Le président gabonais Ali Bongo Ondimba a présidé vendredi son premier Conseil des ministres depuis son retour définitif à Libreville le 23 mars après cinq mois d'absence quasi ininterrompue à la suite d'un AVC.

"J'ai présidé ce vendredi 29 mars à Libreville le conseil des ministres", a écrit sur son compte Twitter le président Bongo. "Plusieurs textes importants y ont été discutés. J'en ai profité pour rappeler aux membres du gouvernement mes exigences: de l'action au service des Gabonais" et "de l'efficacité, des résultats. Accélérons!", a-t-il ajouté.

Dans une vidéo et des photos diffusées par les services de communication de la présidence, on voit le président, vêtu d'une djellaba et d'un turban, s'appuyant sur une canne, discuter avec plusieurs de ses ministres.

"Il est en forme, il a dirigé le Conseil des ministres avec panache et même humour", a affirmé Jean-Marie Ogandaga, ministre de l'Economie.

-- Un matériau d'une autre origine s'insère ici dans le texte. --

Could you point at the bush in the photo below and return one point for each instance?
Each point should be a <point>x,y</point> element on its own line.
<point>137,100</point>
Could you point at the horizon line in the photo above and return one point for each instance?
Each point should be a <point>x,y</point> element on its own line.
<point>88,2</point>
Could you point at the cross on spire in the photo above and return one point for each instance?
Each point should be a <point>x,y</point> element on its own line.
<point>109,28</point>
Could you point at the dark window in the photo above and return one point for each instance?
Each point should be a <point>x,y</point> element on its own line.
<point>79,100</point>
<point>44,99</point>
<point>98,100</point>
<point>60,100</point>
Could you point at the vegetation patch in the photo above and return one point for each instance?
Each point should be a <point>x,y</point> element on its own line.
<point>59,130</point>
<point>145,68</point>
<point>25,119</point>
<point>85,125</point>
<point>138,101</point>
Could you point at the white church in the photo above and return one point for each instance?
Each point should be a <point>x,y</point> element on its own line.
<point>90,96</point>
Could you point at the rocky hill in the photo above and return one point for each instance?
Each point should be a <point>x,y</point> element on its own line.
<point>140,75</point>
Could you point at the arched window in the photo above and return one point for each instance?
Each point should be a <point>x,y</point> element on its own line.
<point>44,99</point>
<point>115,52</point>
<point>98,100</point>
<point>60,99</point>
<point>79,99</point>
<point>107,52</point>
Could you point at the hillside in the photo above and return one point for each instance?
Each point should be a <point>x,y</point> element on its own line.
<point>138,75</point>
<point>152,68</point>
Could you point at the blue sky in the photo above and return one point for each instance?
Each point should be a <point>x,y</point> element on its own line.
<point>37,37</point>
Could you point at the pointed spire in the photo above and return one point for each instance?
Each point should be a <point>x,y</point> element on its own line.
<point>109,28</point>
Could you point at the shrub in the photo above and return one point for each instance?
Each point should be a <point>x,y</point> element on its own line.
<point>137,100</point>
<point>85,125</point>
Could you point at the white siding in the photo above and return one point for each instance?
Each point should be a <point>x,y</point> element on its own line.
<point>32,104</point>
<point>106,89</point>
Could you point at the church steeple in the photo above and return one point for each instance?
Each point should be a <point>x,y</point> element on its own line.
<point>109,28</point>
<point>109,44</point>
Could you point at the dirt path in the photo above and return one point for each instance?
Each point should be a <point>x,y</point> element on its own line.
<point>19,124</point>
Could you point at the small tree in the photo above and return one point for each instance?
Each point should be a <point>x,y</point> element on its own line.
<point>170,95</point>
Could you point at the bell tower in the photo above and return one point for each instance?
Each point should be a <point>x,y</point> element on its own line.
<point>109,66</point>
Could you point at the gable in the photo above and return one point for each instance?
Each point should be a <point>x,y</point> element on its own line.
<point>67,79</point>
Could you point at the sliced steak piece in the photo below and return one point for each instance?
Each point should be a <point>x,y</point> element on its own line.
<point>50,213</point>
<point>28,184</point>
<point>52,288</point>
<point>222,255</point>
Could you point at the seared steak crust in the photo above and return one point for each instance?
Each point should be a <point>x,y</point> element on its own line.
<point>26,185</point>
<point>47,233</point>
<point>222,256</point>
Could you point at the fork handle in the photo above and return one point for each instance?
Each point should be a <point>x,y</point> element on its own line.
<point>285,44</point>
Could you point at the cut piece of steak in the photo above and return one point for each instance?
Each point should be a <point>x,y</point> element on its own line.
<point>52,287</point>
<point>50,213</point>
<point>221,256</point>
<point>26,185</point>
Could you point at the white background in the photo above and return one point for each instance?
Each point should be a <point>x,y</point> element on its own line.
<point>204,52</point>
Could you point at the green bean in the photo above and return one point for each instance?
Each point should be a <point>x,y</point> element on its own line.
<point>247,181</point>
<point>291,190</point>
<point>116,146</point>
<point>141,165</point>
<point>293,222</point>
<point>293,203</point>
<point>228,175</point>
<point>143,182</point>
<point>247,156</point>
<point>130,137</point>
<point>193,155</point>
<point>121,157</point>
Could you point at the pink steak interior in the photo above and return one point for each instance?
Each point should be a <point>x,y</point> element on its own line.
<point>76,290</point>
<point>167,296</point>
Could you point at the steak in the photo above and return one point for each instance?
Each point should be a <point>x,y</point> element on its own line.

Victime d'un accident vasculaire cérébral le 24 octobre 2018 à Ryad où il a été hospitalisé plus d'un mois, Ali Bongo s'était ensuite rendu directement en convalescence au Maroc.

Avant un retour définitif et triomphal le 23 octobre, il était revenu deux fois pour de brefs séjours à Libreville: quelques heures le 15 janvier pour la prestation de serment des membres de son nouveau gouvernement, deux jours fin février pour y présider un Conseil des ministres.

Mais, hormis un bref discours de fin d'année retransmis à la télévision gabonaise le 31 décembre depuis Rabat, le chef de l'Etat gabonais ne s'est pas adressé directement à ses compatriotes.

Un silence qui fait dire à ses opposants qu'il n'est pas en capacité de diriger son pays.

Une partie d'entre eux a saisi jeudi la justice "afin que soit ordonnée une expertise médicale sur Ali Bongo" qui devra déterminer s'il peut continuer à exercer ses fonctions.

Si ce n'était pas le cas, ces opposants estiment que "la vacance du pouvoir" devrait être déclarée et une nouvelle élection présidentielle organisée.